The Swedish definition of a rare disease is a disorder resulting in an extensive disability with a prevalence of no more than 1 in 10 000 inhabitants. The Swedish Medical Products Agency applies the European Regulation on Orphan Medicinal Products definition, a prevalence of no more than 5 in 10 000 inhabitants.
At the end of 2011 National Board of Health and Welfare announced the new Swedish National Agency for Rare Diseases (NFSD - Nationella Funktionen Sällsynta Diagnoser). NFSD started the work in January 2012 and the assignment has been entrusted to the non-profit organization, Ågrenska.* The NFSD activities include the promoting of coherence and coordination of health care resources for people with rare diseases and to accomplish increased coordination with the social insurance, employment services, social services, school and other actors. NFSD also contribute to the dissemination of knowledge and information and to the exchange of good practice and experiences.

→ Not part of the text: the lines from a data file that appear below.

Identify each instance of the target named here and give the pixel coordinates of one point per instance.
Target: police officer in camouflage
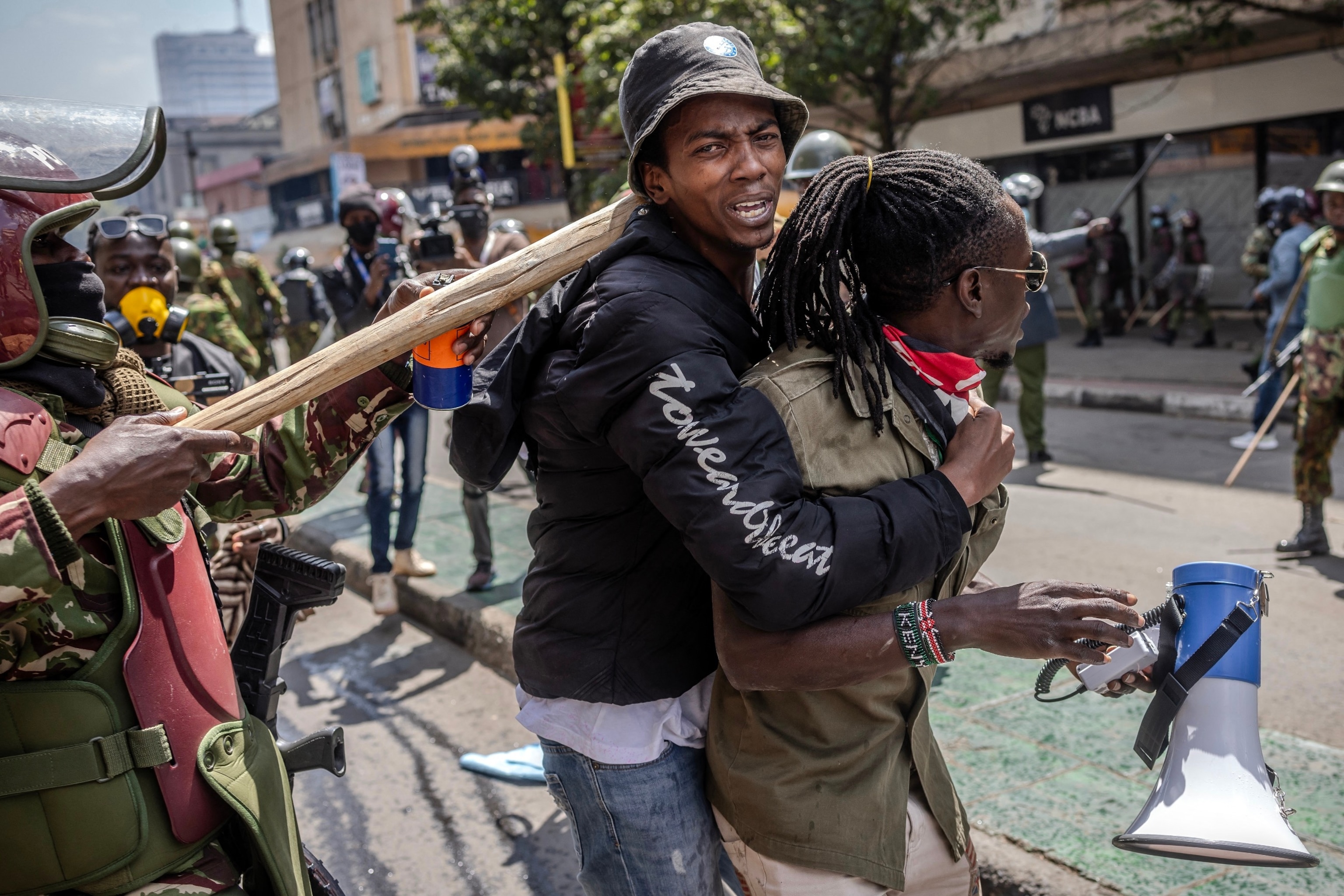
(211, 316)
(128, 764)
(261, 305)
(1320, 413)
(305, 303)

The National Board of Health and Welfare submitted a proposal of a National Strategy in the area of rare diseases in November 2012.
*Ågrenska is a national resource and competence center, a meeting place for people with rare diseases, their families and professionals.
www.agrenska.se, (new browser window will open)
Rare diseases – what are they?
Knowledge of rare diseases is lacking in many parts of the world. The consequences of having a rare disease are so wide-reaching that the individual or family requires great reserves of perseverance, knowledge and organizational skills. Changing the situations of people affected by rare diseases requires changes in the wider community. Diagnosis, treatment and care need to be better. Rare diseases are leading the way in future medical provision and health care. Major, far-reaching changes have started in Sweden.